My hospital wants to go to outcome based nursing called Bold Steps. You see the abbreviation? It is based on a Racine, WI. hospital and it is essentially team nursing with an aide or an Lpn with 6 patients or whatever they decide.
That will allow the Rn to have more time to teach and chart and assess. I am very concerned as it seems the old team nursing with a new name. Anyone currently practicing this way and how is it going?
Mar 8, '04
What I should have said was that we "teamed" in the purist sense for the first year that I worked there, 6 patients, one RN, one LPN and one aide because we had the staff to do so. The day shift still uses this approach. Unfortunately on nights, we just don't have the staff right now. We're running short constantly with 2 RNs gone, 1 RN out on Maternity leave and 2 LPNS gone. I'm on a med/surg unit with no tele. Our floor is split into "mods". 2 Mods have 6 patients and 2 have 7. Typically on nights I work we have 3 RNs, me and two aides. Two RN's will split covering me, 3 patients each. They do my IV med pushes, but we have very few on our floor. LPNs can hang IV bags. I do a complete assessment on each of my patients and all documentation. They come in a do a quick assessment of each patient and rely on me to tell them if any problems arise. I always go to them for help if it's something I'm unfamiliar with or unqualified to handle. I understand that I'm risking their license as well as mine because they're covering me and I'm very very careful.
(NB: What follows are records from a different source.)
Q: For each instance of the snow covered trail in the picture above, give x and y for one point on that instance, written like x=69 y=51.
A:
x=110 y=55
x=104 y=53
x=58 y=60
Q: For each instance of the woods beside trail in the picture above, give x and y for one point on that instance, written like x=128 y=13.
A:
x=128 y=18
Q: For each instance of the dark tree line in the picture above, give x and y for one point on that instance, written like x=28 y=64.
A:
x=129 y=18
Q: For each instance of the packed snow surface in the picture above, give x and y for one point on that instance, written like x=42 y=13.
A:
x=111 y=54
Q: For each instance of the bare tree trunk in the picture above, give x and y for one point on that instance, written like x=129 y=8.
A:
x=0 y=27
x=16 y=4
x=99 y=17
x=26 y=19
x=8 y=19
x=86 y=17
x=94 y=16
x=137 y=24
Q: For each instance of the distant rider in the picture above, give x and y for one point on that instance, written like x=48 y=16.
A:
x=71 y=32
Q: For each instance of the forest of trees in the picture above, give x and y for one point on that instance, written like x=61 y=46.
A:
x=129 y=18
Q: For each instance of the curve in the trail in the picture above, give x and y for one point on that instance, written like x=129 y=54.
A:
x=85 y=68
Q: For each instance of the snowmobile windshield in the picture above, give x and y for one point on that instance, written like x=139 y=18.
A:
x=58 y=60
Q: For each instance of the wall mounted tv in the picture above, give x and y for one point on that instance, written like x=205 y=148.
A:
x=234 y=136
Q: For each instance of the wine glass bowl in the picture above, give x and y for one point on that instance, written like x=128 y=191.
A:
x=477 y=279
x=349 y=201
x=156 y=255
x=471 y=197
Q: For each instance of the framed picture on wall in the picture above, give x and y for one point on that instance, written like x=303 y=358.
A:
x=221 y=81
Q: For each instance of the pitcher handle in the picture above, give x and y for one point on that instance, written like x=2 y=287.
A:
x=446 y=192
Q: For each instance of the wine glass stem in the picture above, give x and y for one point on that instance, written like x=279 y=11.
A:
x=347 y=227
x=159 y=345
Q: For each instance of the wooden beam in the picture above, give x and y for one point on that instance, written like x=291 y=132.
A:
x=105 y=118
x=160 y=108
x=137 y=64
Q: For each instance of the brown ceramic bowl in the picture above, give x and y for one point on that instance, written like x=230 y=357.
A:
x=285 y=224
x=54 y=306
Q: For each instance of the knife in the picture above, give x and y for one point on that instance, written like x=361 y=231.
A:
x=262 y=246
I can understand how this can be a tough spot for an RN to be in if they don't fully trust the LPN they are working with. I can see myself feeling the same way soon. All I know is it works for us on our night shift and none of the RNs have complained so far. We would love to have more staff, ofcourse, but we all do work very well together during crunch time. Maybe it's because the other LPN that works nights has 15+ years experience and they "trained me the way they want me" according to them. I consider myself extremely fortunate to work with such great, experienced RNs willing to "teach" me what they know.
I should add that of the two RNs we lost, one retired, one husband was transferred, and the LPN's; one moved across the country to be with his kids and the other is out on long term disability. We don't have many that leave because they aren't happy with conditions.